Giulia will be leaving us in ten days(ergo the title of this post) I know you may read this and not believe it when I say it but you were placed in our family for a reason. I love you so very much and I consider you one of my closest friends. I appreciate you always being open to my faith and coming to church with us when asked. This was important to us as well when looking for a good fit for our family. We didn't need them to be a member of our church but we wanted them to at least come once or twice when we asked. Giulia has been opening to meeting all of our crazy missionary friends and answered all of their questions. She every attended a blessing for our son. 

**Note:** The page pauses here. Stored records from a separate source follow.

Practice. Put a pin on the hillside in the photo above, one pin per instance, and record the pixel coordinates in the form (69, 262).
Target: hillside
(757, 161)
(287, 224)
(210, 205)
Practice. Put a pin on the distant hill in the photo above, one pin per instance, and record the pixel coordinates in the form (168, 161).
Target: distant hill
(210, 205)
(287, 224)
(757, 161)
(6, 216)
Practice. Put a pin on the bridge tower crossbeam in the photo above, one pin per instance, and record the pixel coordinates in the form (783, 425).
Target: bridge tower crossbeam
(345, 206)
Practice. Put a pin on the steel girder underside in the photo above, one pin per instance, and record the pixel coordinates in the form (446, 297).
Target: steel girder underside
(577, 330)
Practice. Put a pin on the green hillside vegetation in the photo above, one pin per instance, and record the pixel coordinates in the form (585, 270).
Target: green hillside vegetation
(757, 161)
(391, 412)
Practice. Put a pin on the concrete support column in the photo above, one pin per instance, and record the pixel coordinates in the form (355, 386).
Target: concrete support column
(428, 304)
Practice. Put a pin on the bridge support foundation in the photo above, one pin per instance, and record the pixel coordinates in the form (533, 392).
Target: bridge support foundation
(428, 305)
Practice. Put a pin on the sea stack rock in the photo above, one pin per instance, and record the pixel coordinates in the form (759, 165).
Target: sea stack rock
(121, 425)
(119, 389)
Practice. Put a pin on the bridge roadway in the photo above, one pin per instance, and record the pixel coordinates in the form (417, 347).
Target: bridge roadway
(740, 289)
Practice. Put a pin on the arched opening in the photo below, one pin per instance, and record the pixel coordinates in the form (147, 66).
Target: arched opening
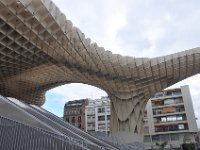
(57, 97)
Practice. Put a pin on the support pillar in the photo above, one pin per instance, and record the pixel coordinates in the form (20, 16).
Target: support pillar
(127, 117)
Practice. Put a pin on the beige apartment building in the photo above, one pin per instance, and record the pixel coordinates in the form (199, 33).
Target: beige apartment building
(170, 118)
(74, 113)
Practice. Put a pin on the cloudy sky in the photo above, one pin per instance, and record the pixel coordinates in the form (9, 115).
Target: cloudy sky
(139, 28)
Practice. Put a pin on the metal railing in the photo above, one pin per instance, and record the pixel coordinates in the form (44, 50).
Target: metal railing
(18, 136)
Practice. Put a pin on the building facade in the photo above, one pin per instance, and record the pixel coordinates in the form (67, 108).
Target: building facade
(170, 118)
(97, 115)
(74, 112)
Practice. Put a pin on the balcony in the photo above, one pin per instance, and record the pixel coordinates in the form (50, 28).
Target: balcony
(171, 127)
(167, 102)
(168, 119)
(169, 110)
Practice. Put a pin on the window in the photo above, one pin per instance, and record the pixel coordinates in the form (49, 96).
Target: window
(147, 138)
(181, 126)
(101, 110)
(101, 118)
(163, 119)
(164, 137)
(146, 129)
(174, 137)
(179, 118)
(169, 101)
(73, 119)
(171, 118)
(155, 138)
(67, 119)
(79, 119)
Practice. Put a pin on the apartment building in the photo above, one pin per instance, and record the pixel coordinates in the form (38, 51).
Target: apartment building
(97, 115)
(170, 118)
(74, 112)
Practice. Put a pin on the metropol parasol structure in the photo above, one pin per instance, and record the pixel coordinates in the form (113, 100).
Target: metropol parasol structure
(40, 49)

Our son loves her so much. Even now at just ten weeks she can make him smile and calm down. She even took him to her senior ball. We dressed him up and bought her flowers from him to give to her. I think it's something she will remember forever. Today I had the two of them taking pictures. I told her they were for my husband since Father's Day is tomorrow. Once I got some great photos of them I had them come to the back of the fireball where I had her friends and family hidden for a surprise party. It was so great having her friends all come out and spend more time together. Even my close friend Maureen doesn't know how she will survivor without Giulia. I guess more then one family needed Giulia in their lives this year. 

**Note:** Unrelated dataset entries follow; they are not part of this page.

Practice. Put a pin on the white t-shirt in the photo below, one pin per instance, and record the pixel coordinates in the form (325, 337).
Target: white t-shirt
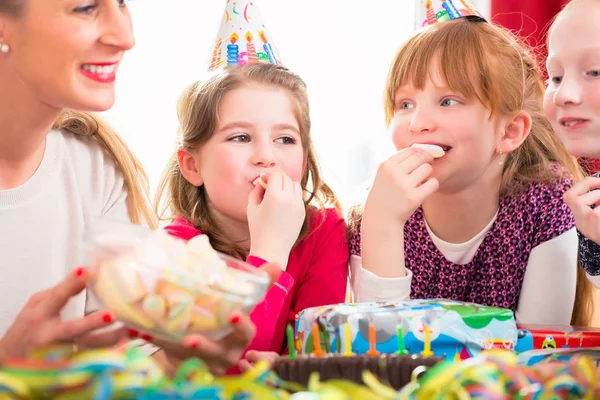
(536, 305)
(42, 222)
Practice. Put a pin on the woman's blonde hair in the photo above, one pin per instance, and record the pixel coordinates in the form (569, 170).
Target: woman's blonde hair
(198, 118)
(487, 63)
(87, 124)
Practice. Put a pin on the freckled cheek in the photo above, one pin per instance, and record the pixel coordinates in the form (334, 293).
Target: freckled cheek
(594, 96)
(399, 131)
(293, 165)
(549, 107)
(228, 166)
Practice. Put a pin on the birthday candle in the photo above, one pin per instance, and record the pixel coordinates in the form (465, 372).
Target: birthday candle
(216, 55)
(267, 47)
(232, 50)
(348, 341)
(372, 341)
(430, 14)
(317, 341)
(427, 348)
(450, 9)
(401, 349)
(442, 16)
(252, 58)
(468, 7)
(290, 334)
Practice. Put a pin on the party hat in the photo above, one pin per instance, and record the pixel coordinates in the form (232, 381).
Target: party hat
(243, 38)
(430, 12)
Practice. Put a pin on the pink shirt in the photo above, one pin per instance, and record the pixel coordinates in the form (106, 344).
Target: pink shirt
(316, 275)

I urge everyone to take the time to appreciate every minute of every day and just know that it's a gift. I've been so lucky to have Giulia in my life. And now she is stuck with me. 

Sunday, June 7, 2015

Evolving relationships

So there's is this news article circulating through my news feed on Facebook. A title basically saying I'm a mom and yes I'm a bad friend.(or something almost word for word) I read it intrigued to what really made this new mom a terrible friend. I gave the writer a fair unbiased chance but by the end I was more upset I think. In the article it said those who don't have kids don't want to have your children shoved in your face and when you call that friend they don't want to hear you talking to little Joey in the background telling him to get down off the counter etc. My best friend has two little ones and when I call her o know she does the best she can listening to me and managing watching her children. I give her so much credit for still making any time at all for others. I have a newborn and it's tough managing everything and getting into a routine. I need my friends to know I am not a terrible or bad friend..I'm simply busy. It's different now and this is something I've wanted my whole life. Many of my close friends and even those friends on Facebook know that having kids does typically change you. I love being busy with all things baby related but having a phone makes it easier to connect. My good friend and wonderful hairdresser is one friend I have had to work had at keeping up the communication. I want her to know just because she doesn't have kids just yet doesn't mean I don't want to see her or include her in all things in my life. I love her dearly and can count on her to help me. Same with my friend with two young girls. She made it possible to be there the whole day I was in the hospital giving birth. 


Having a friend who has a child makes you a better friend in my eyes. For one those friends with kids are typically more patient. Hopefully they even know some CPR so they can help you out in a bind. Have you ever needed a bandaod? Ask a mom...it's sure to be in her purse. Also moms tend to carry snacks. (And if you are a Mormon like me and attend church for three hours every Sunday those snacks are great) Moms carry wipes and hand sanitizer usually and those things are the best inventions since sliced bread. ( especially in church where all of the kids want to touch your kid!) I challenge you to be friends with moms. Don't desert them! They will need adults to talk to. Especially if they have had a tough day because little Johnny was on the counter jumping off and causing a commotion.